Opposition wants Gov't's assurances on debt-reduction strategy
Opposition Spokesman on Finance Dr Peter Phillips yesterday called for Finance Minister Audley Shaw to come clean on Jamaica's debt-reduction programme under the International Monetary Fund (IMF) agreement.
Phillips said, during a post-Budget Debate press conference, that the People's National Party (PNP) was not opposed to necessary adjustments to the programme but urged the Government to outline its intentions.
"What we need to know is that the Government is going to be emphatic in pursuing a debt-reduction strategy," said Phillips during the press conference at the PNP's Old Hope Road, St Andrew, headquarters.
He said such a course was the only way of ensuring, for the medium and long term, sustainability of Jamaica's quality of life for all its people.

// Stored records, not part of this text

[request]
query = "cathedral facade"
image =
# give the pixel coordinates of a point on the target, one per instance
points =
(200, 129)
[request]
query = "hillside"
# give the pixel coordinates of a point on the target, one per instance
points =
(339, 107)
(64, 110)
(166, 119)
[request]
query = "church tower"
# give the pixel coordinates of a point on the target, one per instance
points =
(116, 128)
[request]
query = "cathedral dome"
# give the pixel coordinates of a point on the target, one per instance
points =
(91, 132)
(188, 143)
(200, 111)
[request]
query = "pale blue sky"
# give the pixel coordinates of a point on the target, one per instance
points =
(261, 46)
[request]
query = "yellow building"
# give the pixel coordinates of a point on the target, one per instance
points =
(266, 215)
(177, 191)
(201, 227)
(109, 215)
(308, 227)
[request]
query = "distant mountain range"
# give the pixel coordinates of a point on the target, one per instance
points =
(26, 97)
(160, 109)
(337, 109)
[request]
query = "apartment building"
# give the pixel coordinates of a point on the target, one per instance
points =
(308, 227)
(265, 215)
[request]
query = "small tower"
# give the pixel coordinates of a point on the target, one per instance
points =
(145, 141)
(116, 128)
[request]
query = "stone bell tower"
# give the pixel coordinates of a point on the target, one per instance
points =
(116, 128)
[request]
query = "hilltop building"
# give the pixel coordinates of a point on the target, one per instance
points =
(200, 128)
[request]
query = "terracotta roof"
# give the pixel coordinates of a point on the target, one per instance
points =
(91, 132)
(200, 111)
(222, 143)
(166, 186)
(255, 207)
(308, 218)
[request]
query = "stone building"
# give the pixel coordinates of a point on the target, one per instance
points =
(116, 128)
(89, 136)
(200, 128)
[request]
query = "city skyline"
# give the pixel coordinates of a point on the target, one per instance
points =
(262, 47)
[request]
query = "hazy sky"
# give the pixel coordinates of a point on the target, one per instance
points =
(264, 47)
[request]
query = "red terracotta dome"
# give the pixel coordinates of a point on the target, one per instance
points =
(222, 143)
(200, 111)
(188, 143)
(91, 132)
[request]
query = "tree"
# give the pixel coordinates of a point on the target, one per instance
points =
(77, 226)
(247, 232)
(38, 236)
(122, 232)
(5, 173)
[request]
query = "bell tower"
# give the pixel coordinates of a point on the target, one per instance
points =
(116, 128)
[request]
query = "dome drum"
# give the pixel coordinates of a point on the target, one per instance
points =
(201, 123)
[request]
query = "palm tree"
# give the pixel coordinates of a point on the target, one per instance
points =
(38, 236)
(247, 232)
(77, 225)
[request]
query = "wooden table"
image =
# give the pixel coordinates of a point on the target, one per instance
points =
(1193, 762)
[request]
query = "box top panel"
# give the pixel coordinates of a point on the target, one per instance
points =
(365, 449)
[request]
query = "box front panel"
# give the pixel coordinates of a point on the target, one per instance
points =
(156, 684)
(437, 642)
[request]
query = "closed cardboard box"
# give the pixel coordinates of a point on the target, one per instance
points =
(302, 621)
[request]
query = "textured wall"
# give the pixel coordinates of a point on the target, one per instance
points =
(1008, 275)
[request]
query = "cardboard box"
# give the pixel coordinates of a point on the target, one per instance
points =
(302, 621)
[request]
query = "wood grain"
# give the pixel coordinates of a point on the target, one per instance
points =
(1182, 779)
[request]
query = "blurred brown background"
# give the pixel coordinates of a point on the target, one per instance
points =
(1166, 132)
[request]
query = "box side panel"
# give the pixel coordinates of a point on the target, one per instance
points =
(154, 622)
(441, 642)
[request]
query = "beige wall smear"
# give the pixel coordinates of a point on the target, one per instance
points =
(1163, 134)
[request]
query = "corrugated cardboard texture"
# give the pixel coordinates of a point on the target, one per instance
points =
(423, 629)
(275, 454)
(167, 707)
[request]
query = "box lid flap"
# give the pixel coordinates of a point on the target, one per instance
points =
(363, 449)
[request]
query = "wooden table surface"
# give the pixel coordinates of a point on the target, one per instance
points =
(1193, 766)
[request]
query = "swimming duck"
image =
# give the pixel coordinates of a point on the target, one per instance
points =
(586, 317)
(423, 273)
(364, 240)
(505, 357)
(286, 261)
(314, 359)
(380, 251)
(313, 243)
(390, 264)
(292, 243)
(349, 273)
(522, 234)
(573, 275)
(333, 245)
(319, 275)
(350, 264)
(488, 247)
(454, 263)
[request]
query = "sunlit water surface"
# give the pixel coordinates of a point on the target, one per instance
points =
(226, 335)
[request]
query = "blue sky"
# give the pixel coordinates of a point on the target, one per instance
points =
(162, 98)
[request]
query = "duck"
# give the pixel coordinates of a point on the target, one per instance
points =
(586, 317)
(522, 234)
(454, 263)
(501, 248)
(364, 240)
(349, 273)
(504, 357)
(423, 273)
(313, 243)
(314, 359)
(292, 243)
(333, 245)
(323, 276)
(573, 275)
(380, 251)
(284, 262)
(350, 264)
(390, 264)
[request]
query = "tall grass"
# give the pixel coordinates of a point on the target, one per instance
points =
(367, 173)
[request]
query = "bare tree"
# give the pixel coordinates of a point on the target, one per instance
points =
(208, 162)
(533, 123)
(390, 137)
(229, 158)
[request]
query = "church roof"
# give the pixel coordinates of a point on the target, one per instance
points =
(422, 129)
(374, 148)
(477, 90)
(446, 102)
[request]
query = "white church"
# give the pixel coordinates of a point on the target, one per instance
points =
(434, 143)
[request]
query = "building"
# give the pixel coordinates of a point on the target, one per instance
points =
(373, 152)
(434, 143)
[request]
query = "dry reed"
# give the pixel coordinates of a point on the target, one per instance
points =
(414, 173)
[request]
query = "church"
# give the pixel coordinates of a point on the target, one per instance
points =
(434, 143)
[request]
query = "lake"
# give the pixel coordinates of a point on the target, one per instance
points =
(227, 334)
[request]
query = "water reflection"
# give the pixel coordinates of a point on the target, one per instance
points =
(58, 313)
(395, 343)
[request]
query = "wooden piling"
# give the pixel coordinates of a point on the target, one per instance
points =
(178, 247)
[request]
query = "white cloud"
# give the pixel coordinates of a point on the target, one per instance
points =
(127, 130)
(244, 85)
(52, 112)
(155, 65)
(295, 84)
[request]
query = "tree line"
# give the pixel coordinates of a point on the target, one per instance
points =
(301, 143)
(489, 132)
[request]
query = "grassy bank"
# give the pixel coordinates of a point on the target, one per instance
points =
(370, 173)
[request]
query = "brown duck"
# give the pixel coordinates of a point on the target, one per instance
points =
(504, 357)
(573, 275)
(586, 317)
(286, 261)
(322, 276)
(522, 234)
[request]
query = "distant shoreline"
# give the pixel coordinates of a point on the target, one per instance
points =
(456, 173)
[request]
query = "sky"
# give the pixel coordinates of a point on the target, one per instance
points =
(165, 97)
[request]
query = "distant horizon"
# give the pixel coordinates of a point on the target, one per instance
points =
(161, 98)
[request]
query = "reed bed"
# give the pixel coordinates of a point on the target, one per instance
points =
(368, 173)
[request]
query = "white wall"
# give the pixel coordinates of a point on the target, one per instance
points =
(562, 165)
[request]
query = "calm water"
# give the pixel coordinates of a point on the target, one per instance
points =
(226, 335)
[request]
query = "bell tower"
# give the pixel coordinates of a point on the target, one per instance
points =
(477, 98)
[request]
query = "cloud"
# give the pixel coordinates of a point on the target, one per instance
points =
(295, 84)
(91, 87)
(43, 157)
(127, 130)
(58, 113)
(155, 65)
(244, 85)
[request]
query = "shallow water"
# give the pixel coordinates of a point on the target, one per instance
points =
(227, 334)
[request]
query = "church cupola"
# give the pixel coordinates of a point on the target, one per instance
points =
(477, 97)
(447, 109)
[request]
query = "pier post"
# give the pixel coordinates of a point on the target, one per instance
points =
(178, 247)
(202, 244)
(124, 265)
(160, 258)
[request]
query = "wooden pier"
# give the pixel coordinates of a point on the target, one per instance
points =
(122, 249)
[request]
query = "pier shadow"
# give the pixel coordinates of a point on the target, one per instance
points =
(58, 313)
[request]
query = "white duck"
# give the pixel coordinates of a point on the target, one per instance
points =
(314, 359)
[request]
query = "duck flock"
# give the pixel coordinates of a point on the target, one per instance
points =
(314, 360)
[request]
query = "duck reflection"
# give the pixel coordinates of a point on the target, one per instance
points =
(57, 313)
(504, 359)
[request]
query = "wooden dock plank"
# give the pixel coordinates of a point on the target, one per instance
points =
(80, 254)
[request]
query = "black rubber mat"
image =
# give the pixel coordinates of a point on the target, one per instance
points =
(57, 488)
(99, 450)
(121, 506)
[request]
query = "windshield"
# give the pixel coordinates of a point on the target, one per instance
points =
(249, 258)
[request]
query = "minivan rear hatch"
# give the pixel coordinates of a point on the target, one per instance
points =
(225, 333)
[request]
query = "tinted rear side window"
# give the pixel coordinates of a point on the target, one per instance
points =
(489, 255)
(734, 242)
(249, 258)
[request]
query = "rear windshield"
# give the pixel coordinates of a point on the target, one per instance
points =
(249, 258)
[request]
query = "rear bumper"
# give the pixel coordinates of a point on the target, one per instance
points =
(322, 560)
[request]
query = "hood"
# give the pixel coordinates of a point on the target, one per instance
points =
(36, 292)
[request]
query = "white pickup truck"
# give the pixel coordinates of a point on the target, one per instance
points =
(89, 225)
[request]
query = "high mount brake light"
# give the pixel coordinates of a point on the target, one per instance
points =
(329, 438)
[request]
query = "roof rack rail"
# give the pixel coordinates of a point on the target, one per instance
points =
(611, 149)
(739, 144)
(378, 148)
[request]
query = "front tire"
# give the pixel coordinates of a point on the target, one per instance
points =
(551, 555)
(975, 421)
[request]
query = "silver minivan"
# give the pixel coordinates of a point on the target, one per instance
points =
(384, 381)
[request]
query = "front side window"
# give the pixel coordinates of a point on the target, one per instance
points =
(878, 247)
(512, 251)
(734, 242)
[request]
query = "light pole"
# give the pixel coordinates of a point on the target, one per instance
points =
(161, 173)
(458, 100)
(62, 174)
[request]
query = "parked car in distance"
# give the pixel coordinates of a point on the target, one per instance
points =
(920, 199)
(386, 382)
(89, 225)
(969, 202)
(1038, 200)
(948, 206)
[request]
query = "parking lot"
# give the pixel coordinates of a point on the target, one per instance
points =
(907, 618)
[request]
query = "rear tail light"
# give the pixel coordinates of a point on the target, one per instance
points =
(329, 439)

"We recognise that our original targets were based on some assumptions on the rates of inflation and growth in the economy and assumptions regarding the capacity of the country to meet these targets," said Phillips.
The former finance minister insisted that as a country, Jamaica has been caught in a debt trap for two to three decades.
"We need to feel that the Government is not simply relaxing its efforts in this regard," he said.
Phillips argued that it had been projected that the country would have achieved a debt-reduction target of 120 per cent debt-to-GDP ratio by the end of the current fiscal year.
But according to the opposition spokesman, the sounding from the Holness administration suggests that this will not be realised.
"The Government, in its fiscal policy paper, has basically said that we will not reach that."
He said the information supplied by the Government suggested that the debt would remain constant this year.
Phillips said as well that the Government data suggest that the deficit is increasing, and over the course of the next three to four years, there will be a slippage of about eight per cent debt-to-GDP on the debt-reduction target.
"There may be reasons for it, but the minister of finance has said nothing about it in his presentation, and so we are left to feel that this may be just an attempt to ignore these hard realities," said Phillips.
He added: "We need to have a better statement of purpose from the Government in this regard."
With the National Housing Trust's $11.5 billion per year programme to cut the debt scheduled to end this year, Phillips was asked whether the Opposition was averse to the new Government pursuing a course similar to the one that he had pursued four years ago.
"As far as how they intend to finance their Budget next year, we are open to discussions, but they must be discussions that are not born of simple political expediency on the part of the Government," he said.